# Skipper für Kleinkutter gesucht!!



## sadako (24. Juni 2008)

Hallo zusammen,

wir (eine kleine Gruppe von 6 Leuten) planen eventuell, uns vom 05.08. - 08.08.2008 bei Baltic Kölln in Heiligenhafen die Baltic III zu chartern. (Kutter siehe Link)

http://www.baltic-heiligenhafen.de/index.php?name=Rubriken&secid=6&secartid=7

Leider hat keiner von uns einen Sportbootführerschein und der von Baltic empfohlene Skipper hat an o.g.
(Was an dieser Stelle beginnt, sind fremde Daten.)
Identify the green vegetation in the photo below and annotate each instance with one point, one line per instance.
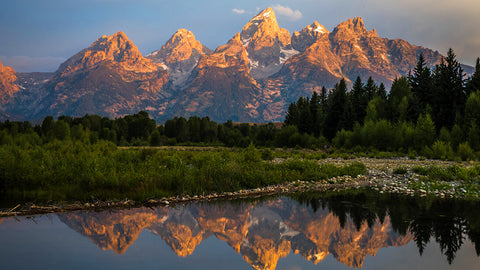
(434, 113)
(75, 170)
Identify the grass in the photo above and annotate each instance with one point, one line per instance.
(76, 171)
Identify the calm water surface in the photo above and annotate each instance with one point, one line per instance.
(304, 231)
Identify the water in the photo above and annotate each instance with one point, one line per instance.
(305, 231)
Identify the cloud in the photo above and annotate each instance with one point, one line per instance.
(238, 11)
(288, 12)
Datum keine Zeit.

Falls es hier jemanden geben sollte, der Lust, Zeit, die  entsprechende Lizenz und angemessene Erfahrung hat, an ein, zwei oder aber auch 3 Tagen in besagtem Zeitraum unser Skipper zu sein und uns sicher und wohlbehalten zu den Fanggründen und wieder zurück in den Hafen bringt, bitte melden!
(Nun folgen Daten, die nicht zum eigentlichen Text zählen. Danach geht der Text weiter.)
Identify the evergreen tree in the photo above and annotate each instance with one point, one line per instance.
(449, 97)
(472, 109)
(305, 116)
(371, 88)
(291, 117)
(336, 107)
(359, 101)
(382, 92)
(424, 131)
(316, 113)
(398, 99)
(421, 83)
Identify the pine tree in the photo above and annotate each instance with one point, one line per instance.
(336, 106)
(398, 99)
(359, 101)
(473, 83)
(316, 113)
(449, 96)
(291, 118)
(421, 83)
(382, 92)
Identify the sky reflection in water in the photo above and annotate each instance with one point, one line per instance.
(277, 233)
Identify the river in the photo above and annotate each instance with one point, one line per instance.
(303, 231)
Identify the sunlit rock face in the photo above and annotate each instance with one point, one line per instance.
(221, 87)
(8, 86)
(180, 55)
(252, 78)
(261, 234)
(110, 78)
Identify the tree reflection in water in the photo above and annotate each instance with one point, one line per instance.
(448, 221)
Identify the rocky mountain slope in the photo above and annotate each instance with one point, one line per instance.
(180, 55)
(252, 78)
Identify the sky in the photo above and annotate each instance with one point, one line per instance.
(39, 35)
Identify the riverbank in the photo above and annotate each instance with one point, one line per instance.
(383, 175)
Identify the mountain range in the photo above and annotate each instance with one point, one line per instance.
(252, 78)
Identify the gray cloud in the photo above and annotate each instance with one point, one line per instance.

Natürlich würden wir den- oder diejenige(n) nach Absprache entsprechend bezahlen, solange es sich dabei nicht um horrende Summen handelt - die Kosten für Charter und Treibstoff übernehmen selbstverständlich wir, so dass für Dich keine Kosten entstehen würden.

Viele Grüße,
sada


----------



## Quappenjäger (24. Juni 2008)

*AW: Skipper für Kleinkutter gesucht!!*

sende dem guten mann mal ne pn :

hornhechteutin

da wird dir bestimmt geholfen!!!


----------



## sadako (24. Juni 2008)

*AW: Skipper für Kleinkutter gesucht!!*

@ Quappenjäger

Hab auch schon an ihn gedacht, aber ich wollte mich nicht aufdrängen.. deswegen dieser Thread. 
Außerdem fährt er doch immer von Neustadt aus oder nicht?
Wir wollten es nämlich mal in Heiligenhafen versuchen und wenn es das Wetter zulässt, auch mal zur Sagas Bank oder ähnliches...


----------



## Quappenjäger (24. Juni 2008)

*AW: Skipper für Kleinkutter gesucht!!*

hat mit aufdrängen nichts zu tun , einfach nachfragen und du wirst von ihm mit sicherheit eine antwort bekommen!
ausserdem ist neustadt nun wirklich nicht weit weg von helitown!
kannst wirklich nachfragen da beißt keiner!:q


----------



## Thomas9904 (24. Juni 2008)

*AW: Skipper für Kleinkutter gesucht!!*

Nö, Micha beißt nicht, und wenn er Zeit hat ist er sicher dabei!


----------



## hornhechteutin (24. Juni 2008)

*AW: Skipper für Kleinkutter gesucht!!*

Moin Moin ,
danke das Ihr so ne hohe Meinung von mir habt :q . 

@sadako
würde gerne helfen nur bin ich im August mit Sicherheit in der Ernte |uhoh: . Wenn Ihr zu einem anderem Zeitpunkt mal wieder rausfahren wollt helfe ich gerne . Die Jungs haben übrigens Recht . Mir ist es egal ob Neustadt oder Heiligenhafen von der Entfernung den Bootsfahren ist einfach nur klasse :vik::vik::vik:

Also mein Angebot steht . Beim nächsten Törn einfach PN und ich versuchen dann zu helfen :q

P.S : Ich seh zwar aus als wenn ich immer Hunger hab aber beißen tue ich nicht |supergri


Gruß aus Eutin
Micha


----------



## Nordlicht (24. Juni 2008)

*AW: Skipper für Kleinkutter gesucht!!*

Hätte nichts gegen gesprochen...wenn ich nicht am 05. und 07. arbeiten müsste #d


----------



## sadako (24. Juni 2008)

*AW: Skipper für Kleinkutter gesucht!!*

Hi #h

Schade, dass Du keine Zeit hast. 

Wir werden bestimmt mal wieder in Neustadt oder Heiligenhafen Urlaub machen und dann komme ich ggf. gerne auf Dein freundliches Angebot zurück. 
Diesmal ist der Urlaub aber schon gebucht - ursprünglich hatten wir sowieso vor, 2 Tage mit der Einigkeit zu fahren und die anderen 2 Tage in Neustadt zwei Kleinboote zu mieten. 
Das Charter-Angebot der Baltic III ist uns vor ein paar Tagen mehr oder weniger zufällig "über den Weg gelaufen" und war für uns auf Anhieb interessant... leider nicht machbar ohne fehlende Lizenz.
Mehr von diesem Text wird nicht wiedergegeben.